Photosensitized enzyme deactivation and protein oxidation by axial-substituted phosphorus(V) tetraphenylporphyrins.

The activity for photodynamic therapy of water-soluble cationic porphyrins, tetraphenylporphyrin P(V) complexes, was investigated. Bis(cyclohexylmethoxy)P(V)tetraphenylporphyrin (DCHMP(V)TPP), dichloroP(V)tetraphenylporphyrin (Cl2P(V)TPP), and dimethoxyP(V)tetraphenylporphyrin (DMP(V)TPP) could cause the photosensitized deactivation of tyrosinase. The tryptophan residue of human serum albumin (HSA) and several kinds of amino acids could be damaged by these P(V)porphyrins under visible light irradiation. The photosensitized damage of these biomolecules was inhibited by sodium azide, a singlet oxygen (1O2) quencher, and enhanced in deuterium oxide, suggesting the contribution of 1O2. However, an excess amount of sodium azide did not completely inhibit the photosensitized damage.
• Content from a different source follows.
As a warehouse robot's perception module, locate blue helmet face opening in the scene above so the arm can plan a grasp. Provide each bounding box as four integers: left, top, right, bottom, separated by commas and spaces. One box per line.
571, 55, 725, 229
In addition, the redox potential measurements demonstrated the possibility of electron transfer from tryptophan and tyrosine to photoexcited P(V)porphyrins. These results suggest that electron transfer-mediated oxidation of amino acids contributes to the photosensitized protein and amino acid damage by these P(V)porphyrins. Specifically, Cl2P(V)TPP showed the highest photodamaging activity in the P(V)porphyrins used in this study. Oxidized products of amino acids by photoexcited P(V)porphyrins were analyzed with a liquid chromatography-mass spectrometer. Because of the hypoxic condition of a tumor, photodynamic therapy through a 1O2-mediated mechanism should be restricted, and the electron transfer-mediated mechanism may improve the photodynamic effect. In the cases of these P(V)porphyrins, redox potential is the most important factor for photosensitized protein and amino acid oxidation through photoinduced electron transfer.